David Schaeffer
Management
Okay. Thanks for the questions, Mike. So first of all, we're very fortunate that we're not a significant cash taxpayer today. There are some trivial amounts of state taxes that we pay, as certain states don't recognize federal NOLs, but we are not a material taxpayer. Secondly, we, I believe, have demonstrated, without a need to have a statutory requirement, to be committed to returning capital to our shareholders through dividends and buybacks. So I think the 2 primary benefits that they reap are one, tax efficiency; two, as a forcing mechanism to distribute cash. As we approach becoming a tax cash payer, and that will be several years or more off as we have a significant number of NOLs, we will consider a REIT. We've also done a lot of work at working at, perhaps, an MLP structure as a way to minimize tax and maintain flexibility. We are concerned if there would be a cash cost of an E&P purge and also want to be able to distribute all of the bases to our shareholders. As a reminder, last year, we were very conscious of tax efficiency and, in fact, 56% of our dividend was treated as a return of capital and, therefore, reduced investor's basis as opposed to being taxable. And clearly, the buybacks defer taxes by not being currently taxable. So the answer is we will consider it, but I don't think it's a near-term structure that makes sense for Cogent. In terms of the margin contribution question, we've delivered over long term a 48% EBITDA margin contribution. To get to that, we've had both improvements in direct cost of goods sold, so gross margins have improved as they did this year by over 100 basis points year-over-year, as well as our increased efficiency in our SG&A and, therefore, EBITDA margin expansion.

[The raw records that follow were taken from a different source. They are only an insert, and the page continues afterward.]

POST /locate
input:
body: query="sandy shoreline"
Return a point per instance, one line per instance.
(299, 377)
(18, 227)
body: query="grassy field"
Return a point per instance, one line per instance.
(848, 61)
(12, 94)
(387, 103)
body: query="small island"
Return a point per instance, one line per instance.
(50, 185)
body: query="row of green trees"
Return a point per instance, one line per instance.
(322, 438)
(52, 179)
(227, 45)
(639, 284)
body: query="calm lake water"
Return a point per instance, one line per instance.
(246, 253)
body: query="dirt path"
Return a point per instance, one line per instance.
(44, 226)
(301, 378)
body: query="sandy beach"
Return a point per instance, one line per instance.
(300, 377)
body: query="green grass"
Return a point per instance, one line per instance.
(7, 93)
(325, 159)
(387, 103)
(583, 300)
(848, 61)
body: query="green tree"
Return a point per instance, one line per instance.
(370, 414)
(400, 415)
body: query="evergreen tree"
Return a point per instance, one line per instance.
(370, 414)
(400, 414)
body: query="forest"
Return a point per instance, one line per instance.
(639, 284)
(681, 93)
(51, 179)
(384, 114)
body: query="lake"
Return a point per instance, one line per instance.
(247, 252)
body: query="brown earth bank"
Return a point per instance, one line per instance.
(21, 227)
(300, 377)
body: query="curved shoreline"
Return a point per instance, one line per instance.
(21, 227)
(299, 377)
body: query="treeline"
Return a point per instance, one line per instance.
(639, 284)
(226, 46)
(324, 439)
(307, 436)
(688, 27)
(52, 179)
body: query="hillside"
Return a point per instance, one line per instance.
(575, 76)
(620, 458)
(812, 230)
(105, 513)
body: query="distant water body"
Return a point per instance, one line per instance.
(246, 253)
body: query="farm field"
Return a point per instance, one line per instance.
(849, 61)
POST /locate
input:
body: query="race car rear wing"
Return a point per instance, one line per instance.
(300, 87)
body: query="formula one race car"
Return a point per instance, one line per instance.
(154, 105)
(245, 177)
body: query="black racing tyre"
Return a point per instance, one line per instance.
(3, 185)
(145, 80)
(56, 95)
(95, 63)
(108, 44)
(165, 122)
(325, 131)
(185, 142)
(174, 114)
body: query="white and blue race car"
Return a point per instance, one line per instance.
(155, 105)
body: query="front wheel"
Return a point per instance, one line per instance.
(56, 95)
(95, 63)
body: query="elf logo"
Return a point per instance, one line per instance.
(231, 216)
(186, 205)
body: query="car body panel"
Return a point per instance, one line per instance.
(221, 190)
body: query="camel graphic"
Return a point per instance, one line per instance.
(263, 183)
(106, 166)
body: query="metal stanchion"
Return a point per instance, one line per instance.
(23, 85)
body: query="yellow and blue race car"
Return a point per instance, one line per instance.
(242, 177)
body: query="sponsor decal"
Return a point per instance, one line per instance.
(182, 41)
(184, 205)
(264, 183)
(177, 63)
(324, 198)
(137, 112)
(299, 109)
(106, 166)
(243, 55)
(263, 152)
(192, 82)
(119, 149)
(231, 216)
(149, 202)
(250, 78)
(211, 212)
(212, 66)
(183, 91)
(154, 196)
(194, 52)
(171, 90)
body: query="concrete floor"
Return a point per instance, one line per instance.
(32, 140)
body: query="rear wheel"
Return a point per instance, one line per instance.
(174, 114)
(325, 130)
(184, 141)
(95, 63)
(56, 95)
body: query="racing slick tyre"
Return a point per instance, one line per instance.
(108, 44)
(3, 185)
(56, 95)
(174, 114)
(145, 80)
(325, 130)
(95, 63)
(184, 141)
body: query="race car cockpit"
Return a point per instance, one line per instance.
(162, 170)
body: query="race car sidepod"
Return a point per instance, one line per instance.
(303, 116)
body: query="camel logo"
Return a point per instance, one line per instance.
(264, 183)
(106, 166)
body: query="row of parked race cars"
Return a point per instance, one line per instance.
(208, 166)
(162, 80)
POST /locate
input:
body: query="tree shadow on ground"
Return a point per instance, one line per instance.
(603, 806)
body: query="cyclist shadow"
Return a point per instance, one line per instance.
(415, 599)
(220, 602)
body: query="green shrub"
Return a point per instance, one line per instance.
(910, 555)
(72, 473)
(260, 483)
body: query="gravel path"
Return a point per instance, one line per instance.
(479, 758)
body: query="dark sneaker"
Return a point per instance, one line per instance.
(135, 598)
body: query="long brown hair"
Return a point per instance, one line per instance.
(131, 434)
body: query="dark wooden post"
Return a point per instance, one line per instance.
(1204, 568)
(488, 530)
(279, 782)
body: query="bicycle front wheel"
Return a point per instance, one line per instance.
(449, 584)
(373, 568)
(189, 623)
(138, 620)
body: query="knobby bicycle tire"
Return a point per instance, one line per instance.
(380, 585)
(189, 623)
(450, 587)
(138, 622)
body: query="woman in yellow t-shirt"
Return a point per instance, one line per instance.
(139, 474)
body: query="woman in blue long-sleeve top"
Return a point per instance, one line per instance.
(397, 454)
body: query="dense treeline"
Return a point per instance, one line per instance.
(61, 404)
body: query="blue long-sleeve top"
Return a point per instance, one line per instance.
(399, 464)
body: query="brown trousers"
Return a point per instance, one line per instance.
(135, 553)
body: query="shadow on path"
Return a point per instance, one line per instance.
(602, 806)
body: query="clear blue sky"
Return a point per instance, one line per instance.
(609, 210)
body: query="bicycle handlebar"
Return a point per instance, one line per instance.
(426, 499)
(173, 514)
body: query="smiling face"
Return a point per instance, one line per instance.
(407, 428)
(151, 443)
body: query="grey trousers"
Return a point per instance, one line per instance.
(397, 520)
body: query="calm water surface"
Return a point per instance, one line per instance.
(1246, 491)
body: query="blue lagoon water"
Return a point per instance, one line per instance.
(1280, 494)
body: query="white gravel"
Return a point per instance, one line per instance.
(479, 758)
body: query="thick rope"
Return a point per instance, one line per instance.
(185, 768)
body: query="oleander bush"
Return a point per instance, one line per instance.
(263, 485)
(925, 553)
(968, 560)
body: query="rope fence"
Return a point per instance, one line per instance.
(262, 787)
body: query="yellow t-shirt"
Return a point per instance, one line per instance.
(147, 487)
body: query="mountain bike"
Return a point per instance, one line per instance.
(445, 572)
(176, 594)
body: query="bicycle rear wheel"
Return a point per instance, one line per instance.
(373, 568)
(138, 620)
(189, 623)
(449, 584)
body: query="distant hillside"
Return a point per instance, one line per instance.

I think we believe that over the long term, we can see our EBITDA margins go from the roughly 35% today to 50%. But it's going to take some time to get there, and we're going to get that from both gross and cost savings on the sales and marketing side, as well SG&A. So I think investors should consider for the next couple of years that roughly 50% contribution margin is a good way to think about our ability to expand margins.